As with my experience at work, communication is a challenge living in Tokyo. Although most subway and road signage have English also, it is surprising for a major cosmopolitan city like Tokyo that people do not know English. We are all trying to learn Japanese, but I am failing miserably.
Finally, a summary of other items, many I have previously blogged about:
- Food: More fish, less meat – typically smaller portions and better quality
- Walk (and drive) on the left – watch out
- No garbage cans – garbage is sorted in the workplace, at home and in public
- Lots of vending machines – 1 machine for every 23 people selling all kinds of stuff
- Lots of convenience stores – on every street corner it seems, very convenient
- Department store basement food markets – wide variety of food, both fresh and prepared
- No tipping – customer always receives excellent service
- Typically use of cash instead of credit card – probably not a bad thing these days
- Excess packaging – this may drive you crazy, or it may not
- Japanese toilets called Washlets – you may need a manual to use
- Numerous small earthquakes – get used to them, but they are only minor tremors so no worries (until the big one)
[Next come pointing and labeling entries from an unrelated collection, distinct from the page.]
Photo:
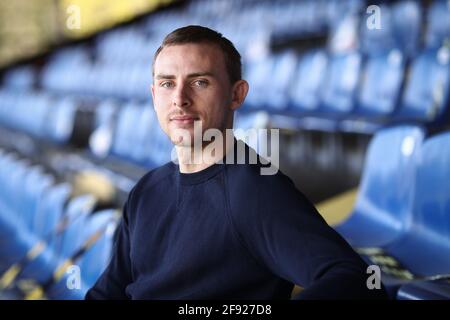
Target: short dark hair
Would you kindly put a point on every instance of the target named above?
(200, 34)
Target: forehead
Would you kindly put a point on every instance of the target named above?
(192, 57)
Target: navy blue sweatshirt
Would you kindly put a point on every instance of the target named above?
(227, 232)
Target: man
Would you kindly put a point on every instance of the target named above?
(211, 229)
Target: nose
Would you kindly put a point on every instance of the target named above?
(181, 97)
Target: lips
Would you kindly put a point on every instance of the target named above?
(184, 118)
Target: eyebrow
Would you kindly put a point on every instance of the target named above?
(191, 75)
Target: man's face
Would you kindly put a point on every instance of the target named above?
(191, 84)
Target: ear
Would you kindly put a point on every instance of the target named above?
(239, 92)
(152, 88)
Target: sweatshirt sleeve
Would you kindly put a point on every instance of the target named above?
(112, 283)
(284, 232)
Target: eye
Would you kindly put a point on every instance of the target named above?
(166, 84)
(201, 83)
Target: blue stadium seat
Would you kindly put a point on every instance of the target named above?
(35, 185)
(92, 263)
(426, 96)
(305, 93)
(381, 85)
(438, 24)
(95, 260)
(340, 84)
(407, 25)
(428, 237)
(281, 79)
(128, 117)
(77, 211)
(61, 120)
(50, 211)
(383, 206)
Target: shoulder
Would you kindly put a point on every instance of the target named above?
(151, 180)
(250, 187)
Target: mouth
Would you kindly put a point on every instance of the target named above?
(184, 119)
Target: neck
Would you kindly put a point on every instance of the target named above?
(197, 158)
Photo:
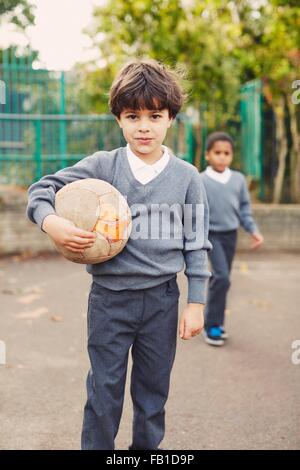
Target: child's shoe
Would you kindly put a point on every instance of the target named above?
(224, 334)
(213, 336)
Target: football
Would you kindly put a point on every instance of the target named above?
(96, 206)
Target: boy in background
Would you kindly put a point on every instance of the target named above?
(229, 206)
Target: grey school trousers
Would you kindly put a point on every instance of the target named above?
(221, 257)
(145, 320)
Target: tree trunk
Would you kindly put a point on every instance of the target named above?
(281, 142)
(295, 155)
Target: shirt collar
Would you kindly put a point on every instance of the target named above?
(223, 177)
(137, 163)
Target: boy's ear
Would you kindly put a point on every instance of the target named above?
(170, 122)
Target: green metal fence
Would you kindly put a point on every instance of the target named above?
(251, 130)
(42, 131)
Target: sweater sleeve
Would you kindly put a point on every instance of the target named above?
(246, 217)
(196, 243)
(41, 195)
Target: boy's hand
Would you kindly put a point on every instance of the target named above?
(191, 321)
(257, 240)
(64, 233)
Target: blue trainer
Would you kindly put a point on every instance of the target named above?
(213, 336)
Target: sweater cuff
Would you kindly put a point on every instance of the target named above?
(197, 290)
(41, 212)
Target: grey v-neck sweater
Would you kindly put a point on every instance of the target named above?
(146, 260)
(229, 203)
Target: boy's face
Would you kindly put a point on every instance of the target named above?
(220, 155)
(145, 130)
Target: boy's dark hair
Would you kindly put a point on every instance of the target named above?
(146, 84)
(217, 136)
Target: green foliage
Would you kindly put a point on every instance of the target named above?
(18, 12)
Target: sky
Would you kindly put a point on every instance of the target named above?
(57, 33)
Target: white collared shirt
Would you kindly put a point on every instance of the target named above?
(144, 172)
(223, 177)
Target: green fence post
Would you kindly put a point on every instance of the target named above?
(62, 123)
(38, 149)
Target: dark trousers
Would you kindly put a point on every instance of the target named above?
(221, 256)
(145, 320)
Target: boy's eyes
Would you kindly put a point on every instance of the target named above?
(218, 153)
(135, 116)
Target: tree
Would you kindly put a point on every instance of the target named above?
(18, 12)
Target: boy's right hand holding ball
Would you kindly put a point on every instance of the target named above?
(64, 233)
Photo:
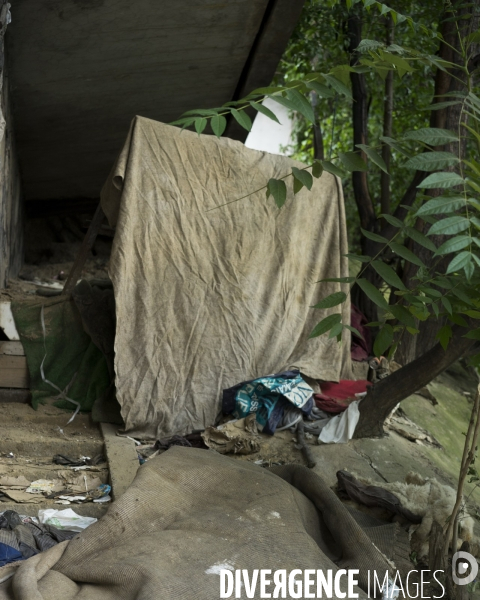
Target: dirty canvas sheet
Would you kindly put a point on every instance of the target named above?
(190, 513)
(207, 299)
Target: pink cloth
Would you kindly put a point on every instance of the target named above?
(336, 397)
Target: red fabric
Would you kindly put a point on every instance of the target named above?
(360, 349)
(336, 397)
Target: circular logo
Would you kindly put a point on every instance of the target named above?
(460, 563)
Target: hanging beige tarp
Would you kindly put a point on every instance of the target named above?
(208, 298)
- Blazing fast internet speeds – #1 in the world
Overall, we have all enjoyed living in Tokyo for the past year and are looking forward to more new and exciting adventures. We plan to see other regions of Japan as well as a visit to other Asian countries.
Note: These are my own personal observations only. Other foreigners or locals living in Tokyo may have completely different experiences. This is fine as we are all unique and have different backgrounds.